Environment Agency engineers worked through the night on a riverbank to strengthen it against a potential breach and disastrous flooding, but their methods have been criticised by a neighbouring farmer.

A team with machinery, 4,000 sandbags and sheeting worked on a 120 metre stretch of the River Skirth between North Kyme and Billinghay on Wednesday night into Thursday morning after heavy rain created high water levels, with more rain expected.

Environment Agency engineers have been on site making emergency repairs to the banks of the River Skirth at Billinghay to prevent flooding after forecasts of two days of heavy rain.

Environment Agency engineers have been on site making emergency repairs to the banks of the River Skirth at Billinghay to prevent flooding after forecasts of two days of heavy rain.

Manfai Tang, Area Duty Manager with the Environment Agency in Lincolnshire, said: “We’re taking this precaution after our inspections found a stretch of the bank had been damaged by high flows as a result of the ongoing wet weather.

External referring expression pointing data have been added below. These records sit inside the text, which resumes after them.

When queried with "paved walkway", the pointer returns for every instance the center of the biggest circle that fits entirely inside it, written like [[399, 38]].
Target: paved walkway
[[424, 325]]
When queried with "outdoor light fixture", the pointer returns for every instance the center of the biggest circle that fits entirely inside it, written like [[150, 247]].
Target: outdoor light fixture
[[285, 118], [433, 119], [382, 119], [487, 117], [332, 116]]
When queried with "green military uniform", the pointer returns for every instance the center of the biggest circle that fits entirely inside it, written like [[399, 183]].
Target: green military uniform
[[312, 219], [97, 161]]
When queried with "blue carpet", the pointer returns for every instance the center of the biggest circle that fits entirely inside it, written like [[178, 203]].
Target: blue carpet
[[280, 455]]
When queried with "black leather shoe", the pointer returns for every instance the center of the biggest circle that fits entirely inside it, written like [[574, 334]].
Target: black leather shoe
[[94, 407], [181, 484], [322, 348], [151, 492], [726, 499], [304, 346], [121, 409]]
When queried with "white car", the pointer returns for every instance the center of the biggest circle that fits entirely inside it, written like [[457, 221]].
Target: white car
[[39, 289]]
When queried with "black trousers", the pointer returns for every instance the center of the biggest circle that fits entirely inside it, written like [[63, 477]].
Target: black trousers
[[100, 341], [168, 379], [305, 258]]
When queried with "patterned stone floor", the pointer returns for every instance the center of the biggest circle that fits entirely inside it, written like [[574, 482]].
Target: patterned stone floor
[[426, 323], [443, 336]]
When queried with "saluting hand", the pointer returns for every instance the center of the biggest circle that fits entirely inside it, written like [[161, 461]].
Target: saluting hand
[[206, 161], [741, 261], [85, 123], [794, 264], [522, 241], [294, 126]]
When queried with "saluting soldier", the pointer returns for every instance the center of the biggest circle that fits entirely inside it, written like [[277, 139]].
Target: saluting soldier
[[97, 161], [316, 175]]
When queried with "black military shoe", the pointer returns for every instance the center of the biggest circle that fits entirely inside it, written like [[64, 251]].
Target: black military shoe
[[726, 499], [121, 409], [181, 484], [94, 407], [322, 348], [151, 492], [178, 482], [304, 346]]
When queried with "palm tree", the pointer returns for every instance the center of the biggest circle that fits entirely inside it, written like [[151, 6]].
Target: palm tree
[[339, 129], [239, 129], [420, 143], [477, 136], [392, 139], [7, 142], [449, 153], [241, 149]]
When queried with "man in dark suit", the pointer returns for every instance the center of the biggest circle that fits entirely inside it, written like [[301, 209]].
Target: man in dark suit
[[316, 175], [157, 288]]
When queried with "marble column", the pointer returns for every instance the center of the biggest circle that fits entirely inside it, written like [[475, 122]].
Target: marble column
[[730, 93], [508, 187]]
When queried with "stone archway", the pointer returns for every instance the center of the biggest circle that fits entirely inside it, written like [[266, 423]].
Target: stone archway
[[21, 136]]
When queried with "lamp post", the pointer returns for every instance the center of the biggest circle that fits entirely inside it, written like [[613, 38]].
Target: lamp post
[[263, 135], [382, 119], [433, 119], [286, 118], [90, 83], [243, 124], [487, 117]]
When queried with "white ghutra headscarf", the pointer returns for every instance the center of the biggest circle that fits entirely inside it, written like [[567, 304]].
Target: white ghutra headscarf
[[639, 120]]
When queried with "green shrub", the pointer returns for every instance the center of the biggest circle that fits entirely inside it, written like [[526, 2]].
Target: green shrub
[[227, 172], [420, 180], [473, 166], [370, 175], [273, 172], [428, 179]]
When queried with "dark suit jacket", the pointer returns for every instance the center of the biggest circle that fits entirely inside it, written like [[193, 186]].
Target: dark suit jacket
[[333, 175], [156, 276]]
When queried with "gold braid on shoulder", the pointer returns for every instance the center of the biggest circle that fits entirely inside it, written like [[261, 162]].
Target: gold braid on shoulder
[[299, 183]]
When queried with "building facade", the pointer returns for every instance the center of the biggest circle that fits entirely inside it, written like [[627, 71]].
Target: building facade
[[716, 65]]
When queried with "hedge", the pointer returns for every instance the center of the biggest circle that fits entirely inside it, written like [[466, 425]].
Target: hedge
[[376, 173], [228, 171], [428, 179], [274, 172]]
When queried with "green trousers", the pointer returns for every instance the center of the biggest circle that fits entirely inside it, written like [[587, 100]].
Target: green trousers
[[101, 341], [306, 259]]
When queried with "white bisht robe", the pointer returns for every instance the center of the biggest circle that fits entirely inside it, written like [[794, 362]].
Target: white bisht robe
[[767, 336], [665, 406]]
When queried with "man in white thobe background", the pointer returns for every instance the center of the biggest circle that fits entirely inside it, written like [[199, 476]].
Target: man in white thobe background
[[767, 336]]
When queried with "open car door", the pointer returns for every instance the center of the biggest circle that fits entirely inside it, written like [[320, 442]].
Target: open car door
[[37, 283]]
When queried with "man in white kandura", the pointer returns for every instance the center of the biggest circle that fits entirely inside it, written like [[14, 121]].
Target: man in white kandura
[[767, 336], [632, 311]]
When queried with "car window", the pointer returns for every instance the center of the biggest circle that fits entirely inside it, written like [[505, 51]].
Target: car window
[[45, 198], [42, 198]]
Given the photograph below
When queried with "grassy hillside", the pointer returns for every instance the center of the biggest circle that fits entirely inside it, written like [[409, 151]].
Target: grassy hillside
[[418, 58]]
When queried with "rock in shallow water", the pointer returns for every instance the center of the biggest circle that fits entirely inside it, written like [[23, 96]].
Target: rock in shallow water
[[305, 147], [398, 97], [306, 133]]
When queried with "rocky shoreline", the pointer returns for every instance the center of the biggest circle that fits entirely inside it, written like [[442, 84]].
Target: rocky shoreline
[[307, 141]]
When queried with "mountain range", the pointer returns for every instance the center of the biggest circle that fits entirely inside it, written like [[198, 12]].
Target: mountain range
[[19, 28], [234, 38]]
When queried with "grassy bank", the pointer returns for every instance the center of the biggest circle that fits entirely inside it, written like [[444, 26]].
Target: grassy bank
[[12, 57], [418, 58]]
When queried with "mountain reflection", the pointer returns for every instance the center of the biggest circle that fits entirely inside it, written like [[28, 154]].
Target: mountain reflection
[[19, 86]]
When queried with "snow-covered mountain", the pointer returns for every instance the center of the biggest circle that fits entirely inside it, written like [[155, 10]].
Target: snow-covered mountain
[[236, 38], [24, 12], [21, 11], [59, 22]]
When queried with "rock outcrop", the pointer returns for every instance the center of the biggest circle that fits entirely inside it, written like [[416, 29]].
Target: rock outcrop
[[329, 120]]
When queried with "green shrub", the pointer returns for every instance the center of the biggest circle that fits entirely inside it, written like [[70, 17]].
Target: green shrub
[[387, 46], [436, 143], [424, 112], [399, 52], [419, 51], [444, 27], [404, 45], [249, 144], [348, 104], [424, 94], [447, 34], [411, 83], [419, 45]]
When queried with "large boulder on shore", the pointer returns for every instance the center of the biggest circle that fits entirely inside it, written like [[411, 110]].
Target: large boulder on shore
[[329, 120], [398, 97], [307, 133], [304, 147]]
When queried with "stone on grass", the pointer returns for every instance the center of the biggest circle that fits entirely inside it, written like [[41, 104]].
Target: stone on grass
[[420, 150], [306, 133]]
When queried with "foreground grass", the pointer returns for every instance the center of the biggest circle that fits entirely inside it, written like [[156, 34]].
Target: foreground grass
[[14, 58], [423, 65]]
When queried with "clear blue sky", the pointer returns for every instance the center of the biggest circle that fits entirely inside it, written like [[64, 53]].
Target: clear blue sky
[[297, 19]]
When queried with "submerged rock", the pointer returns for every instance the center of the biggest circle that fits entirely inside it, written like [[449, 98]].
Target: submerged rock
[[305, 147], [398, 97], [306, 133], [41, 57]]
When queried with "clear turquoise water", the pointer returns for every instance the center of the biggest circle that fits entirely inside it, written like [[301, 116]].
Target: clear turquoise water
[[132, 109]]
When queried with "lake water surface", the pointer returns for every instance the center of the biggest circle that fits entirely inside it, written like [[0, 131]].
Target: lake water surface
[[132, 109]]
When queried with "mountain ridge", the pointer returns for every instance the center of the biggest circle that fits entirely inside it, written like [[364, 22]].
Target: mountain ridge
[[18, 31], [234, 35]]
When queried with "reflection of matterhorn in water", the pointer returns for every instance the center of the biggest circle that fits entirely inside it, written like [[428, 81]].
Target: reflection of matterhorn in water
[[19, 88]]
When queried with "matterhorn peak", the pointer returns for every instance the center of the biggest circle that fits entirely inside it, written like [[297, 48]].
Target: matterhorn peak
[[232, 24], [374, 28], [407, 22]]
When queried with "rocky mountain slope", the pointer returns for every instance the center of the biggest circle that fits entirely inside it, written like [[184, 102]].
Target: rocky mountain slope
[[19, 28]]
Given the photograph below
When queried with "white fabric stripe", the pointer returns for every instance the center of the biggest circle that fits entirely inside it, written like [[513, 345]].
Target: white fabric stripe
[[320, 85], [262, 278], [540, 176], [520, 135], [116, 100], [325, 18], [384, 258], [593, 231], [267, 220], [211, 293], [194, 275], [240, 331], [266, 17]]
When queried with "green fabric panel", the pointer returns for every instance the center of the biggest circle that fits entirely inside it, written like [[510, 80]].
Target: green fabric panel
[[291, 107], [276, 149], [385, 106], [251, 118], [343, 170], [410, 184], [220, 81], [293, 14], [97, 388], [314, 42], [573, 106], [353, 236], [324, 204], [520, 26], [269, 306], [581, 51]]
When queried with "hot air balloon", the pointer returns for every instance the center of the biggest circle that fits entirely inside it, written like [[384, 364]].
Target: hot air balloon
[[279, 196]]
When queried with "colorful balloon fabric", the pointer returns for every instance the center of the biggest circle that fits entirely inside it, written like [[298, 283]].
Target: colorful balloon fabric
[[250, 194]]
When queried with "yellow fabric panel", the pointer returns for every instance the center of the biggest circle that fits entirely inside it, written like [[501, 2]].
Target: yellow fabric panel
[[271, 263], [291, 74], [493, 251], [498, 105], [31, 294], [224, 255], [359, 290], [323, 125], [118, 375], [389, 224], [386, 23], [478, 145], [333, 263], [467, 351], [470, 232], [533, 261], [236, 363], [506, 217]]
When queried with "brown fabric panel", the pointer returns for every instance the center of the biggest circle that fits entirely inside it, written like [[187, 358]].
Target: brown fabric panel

“Our officers will be closely monitoring conditions around the clock and are ready to take immediate action as needed.”

Water levels still remain extremely high, up to the top of the bank in places and parts of the A153 remain under water.

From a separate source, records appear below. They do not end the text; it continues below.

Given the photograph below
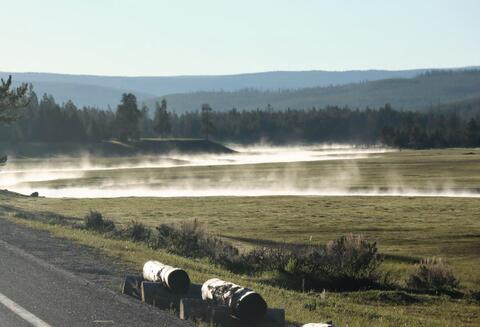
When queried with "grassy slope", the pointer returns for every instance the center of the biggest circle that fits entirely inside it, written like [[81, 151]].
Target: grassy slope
[[370, 308], [406, 228]]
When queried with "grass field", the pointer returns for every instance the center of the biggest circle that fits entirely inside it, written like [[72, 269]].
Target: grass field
[[406, 228]]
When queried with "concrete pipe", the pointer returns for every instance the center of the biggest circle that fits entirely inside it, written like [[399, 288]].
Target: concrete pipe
[[242, 302], [174, 279]]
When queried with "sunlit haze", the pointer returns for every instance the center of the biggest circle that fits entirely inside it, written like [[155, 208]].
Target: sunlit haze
[[149, 37]]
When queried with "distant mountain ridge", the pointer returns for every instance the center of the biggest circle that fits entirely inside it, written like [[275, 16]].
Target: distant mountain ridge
[[104, 91], [424, 91]]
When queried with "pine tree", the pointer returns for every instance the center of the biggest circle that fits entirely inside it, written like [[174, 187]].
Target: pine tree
[[207, 125], [11, 100], [161, 121], [127, 118]]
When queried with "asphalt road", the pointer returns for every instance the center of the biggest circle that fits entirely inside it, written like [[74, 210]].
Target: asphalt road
[[36, 293]]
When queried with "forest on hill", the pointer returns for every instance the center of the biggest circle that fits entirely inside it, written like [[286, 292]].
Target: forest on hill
[[427, 90], [104, 91], [44, 120]]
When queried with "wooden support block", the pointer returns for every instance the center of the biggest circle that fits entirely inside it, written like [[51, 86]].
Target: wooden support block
[[274, 317], [193, 309], [156, 294], [131, 286], [219, 315]]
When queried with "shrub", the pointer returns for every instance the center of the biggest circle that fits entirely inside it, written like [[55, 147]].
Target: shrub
[[433, 274], [95, 221], [190, 239], [137, 232], [349, 262]]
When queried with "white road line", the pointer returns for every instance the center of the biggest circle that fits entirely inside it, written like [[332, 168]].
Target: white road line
[[23, 313]]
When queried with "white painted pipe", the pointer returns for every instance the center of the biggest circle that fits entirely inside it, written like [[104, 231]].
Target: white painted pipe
[[243, 303], [175, 279]]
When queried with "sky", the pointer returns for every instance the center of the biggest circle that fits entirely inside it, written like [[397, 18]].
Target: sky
[[214, 37]]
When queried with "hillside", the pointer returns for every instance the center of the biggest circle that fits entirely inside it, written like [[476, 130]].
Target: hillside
[[102, 91], [402, 93], [113, 148]]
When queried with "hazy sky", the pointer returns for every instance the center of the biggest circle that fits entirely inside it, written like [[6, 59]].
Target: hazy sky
[[155, 37]]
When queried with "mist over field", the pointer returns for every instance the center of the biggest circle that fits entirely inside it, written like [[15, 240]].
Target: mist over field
[[260, 170]]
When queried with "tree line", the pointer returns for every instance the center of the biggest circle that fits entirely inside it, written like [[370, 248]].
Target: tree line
[[44, 120]]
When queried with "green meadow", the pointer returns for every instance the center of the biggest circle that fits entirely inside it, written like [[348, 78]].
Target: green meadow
[[406, 228]]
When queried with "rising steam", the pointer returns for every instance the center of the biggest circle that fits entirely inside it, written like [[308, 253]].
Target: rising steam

Carol Lish, who lives on a farm opposite the Skirth, said she and neighbours felt the Environment Agency had left the banks and adjacent land in a worse state.

She said: “They have left sandbags squashed into the ground where their machines got stuck in the boggy ground. We warned them, but they have devastated the common and we believe they have made the bank more unstable.”

She said: “I am more worried now,” as she says the water is spilling over onto the road in more places now, and the land is more boggy and will take a year to recover.

The Environment Agency was approached for comment but had not responded.

Flood warnings have subsided in some parts of the area after the Ruskington Beck overtopped in low-lying spots, while drains backed up, blocking toilets. Residents on fenland north and south of Sleaford were also put on Flood Alert as minor watercourses were brimful.